Re-mortgaging with the Royal Bank of Scotland

I've been a home-owner now for about eleven years: bought my first house as the market hit rock bottom and and am still there. Naive as I was then about financial matters, I took advice from a professional and ended up with an endowment mortgage. I expect you can guess what happened next. Actually it wasn't that bad: I still had fifteen years to run on my mortgage and am young enough to get another 25-year mortgage. So that's what I decided to do.
I have banked with
Royal Bank of Scotland ever since they took over Williams & Glynn's Bank nearly 20 years ago and while I've had other bank accounts as well, both personal and treasurers' accounts for some clubs I've been involved in, as well as building society accounts, RBS have always won hands down when it comes to customer service and helpfulness. Also, and this is VERY IMPORTANT, you can phone your branch up and speak to a real person instead of phoning a call centre and going through endless menus in order to talk to someone who can't or won't help you. So when it came time to re-mortgage, I looked at the available options with the intention to go with RBS unless something spectacularly better came up. It didn't - in fact the current account mortgage I decided on had one of the best rates I could find and in addition, the Bank paid all the legal fees and the valuation fee.
The actual process was simple. I filled out the
application form and sent it off with the necessary copies of my payslip etc. The bank made an appointment to send their surveyor round and my partner stayed home that day. The bank's solicitors did all the legal work: they are based up north but there is no reason whatsover, with a routine transaction, why I should have needed to see them in person, and I didn't. I did speak to them a couple of times and they were friendly, helpful and phoned me back when they said they would. I had to do very little myself. The current account mortgage works like a huge overdraft secured on my house. I have my salary paid into it and all my direct debits etc. come out of it. The rate varies depending on how much you owe in relation to the value of your property – for me, fortunately, it’s in the lowest bracket. I am saving loads of money each month and actually paying the mortgage off, not merely paying the interest. I can use PC banking which was not available with the building society I had my previous mortgage with. There is no redemption penalty if I win the lottery and decide to pay the mortgage off. I could go on but you'd get bored.

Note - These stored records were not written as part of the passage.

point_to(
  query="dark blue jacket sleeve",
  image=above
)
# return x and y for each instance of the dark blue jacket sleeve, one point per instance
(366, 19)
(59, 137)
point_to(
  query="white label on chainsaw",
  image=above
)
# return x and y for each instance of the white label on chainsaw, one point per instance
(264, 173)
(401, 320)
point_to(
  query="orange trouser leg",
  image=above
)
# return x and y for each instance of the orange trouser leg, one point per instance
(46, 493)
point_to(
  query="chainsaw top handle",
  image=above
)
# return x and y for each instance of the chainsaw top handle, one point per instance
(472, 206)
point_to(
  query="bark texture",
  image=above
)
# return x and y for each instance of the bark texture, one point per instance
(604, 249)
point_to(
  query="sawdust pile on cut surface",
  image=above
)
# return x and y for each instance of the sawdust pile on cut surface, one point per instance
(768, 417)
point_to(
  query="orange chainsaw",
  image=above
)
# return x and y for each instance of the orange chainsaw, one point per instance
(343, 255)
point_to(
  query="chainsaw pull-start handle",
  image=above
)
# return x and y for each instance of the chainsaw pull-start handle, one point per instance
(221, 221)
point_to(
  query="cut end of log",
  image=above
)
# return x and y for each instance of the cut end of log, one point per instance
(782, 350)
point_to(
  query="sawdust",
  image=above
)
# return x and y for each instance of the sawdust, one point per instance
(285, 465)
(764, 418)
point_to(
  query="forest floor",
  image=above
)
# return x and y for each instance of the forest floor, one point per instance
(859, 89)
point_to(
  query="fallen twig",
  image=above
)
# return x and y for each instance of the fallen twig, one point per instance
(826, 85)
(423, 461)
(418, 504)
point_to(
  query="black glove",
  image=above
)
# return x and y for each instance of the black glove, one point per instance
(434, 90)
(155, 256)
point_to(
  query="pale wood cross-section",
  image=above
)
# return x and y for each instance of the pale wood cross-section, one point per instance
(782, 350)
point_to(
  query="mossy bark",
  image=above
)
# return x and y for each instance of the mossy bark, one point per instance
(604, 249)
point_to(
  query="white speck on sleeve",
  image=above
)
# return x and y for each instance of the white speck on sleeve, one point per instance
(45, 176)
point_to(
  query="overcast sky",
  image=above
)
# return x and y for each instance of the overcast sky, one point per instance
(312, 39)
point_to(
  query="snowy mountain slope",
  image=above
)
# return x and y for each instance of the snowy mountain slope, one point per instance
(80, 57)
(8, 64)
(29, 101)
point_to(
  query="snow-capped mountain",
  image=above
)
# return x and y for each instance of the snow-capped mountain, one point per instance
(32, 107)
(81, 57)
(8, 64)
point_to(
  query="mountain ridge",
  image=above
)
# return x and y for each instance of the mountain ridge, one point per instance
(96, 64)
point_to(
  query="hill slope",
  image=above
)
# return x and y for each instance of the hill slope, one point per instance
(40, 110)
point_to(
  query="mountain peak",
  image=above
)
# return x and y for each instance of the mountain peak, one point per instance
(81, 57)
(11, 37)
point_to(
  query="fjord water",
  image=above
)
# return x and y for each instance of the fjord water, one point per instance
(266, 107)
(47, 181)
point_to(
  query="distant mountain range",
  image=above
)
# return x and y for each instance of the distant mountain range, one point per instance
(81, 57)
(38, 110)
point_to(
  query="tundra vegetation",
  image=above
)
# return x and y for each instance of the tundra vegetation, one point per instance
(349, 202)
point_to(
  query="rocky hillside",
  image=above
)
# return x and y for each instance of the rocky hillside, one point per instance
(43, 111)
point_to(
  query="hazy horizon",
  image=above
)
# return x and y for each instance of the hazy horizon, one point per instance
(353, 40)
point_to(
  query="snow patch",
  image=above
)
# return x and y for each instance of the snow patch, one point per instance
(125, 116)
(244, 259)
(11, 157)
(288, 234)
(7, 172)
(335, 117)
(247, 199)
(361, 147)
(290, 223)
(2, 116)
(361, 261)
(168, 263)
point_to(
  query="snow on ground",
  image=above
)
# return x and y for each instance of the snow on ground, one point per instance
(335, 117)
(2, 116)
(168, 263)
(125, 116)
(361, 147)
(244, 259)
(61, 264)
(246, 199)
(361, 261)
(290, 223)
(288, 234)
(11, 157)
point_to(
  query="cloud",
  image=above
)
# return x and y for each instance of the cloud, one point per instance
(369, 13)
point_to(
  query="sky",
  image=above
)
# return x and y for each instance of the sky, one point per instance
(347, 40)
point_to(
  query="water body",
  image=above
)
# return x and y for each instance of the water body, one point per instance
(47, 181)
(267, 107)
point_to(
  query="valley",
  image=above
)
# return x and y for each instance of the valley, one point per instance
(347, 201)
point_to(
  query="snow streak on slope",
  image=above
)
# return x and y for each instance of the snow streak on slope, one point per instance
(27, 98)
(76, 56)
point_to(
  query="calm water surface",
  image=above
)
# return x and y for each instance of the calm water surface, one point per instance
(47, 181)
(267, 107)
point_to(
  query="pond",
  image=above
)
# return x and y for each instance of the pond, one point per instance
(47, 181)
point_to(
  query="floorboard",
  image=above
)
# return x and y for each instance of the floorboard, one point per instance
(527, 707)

The whole thing, from me deciding to re-mortgage to the money being in my new current account, took around six weeks. Whenever something cropped up, as things do, I simply rang my local branch (or they rang me) and talked to one of three ladies whose names I knew and who, despite being busy, took as much time as was necessary to sort out whatever needed sorting in the friendliest manner imaginable. There was one snag: the
mortgage insurance. This is supposed to be free for the first six months and I expected the premium to start being taken out of my account at the beginning of this year, but this never happened. It seems that somewhere along the line, the application had gone astray: I've never established whether it was me, the bank or the insurance company who lost it. This is a minor problem - it had the potential to be major if anything had happened but I was lucky.
The Royal
Bank of Scotland are only human, and do make mistakes from time to time. Little ones, in my experience, and not very often. They use their vast electronic machine to help, not to hide behind. I wish all banks were this nice!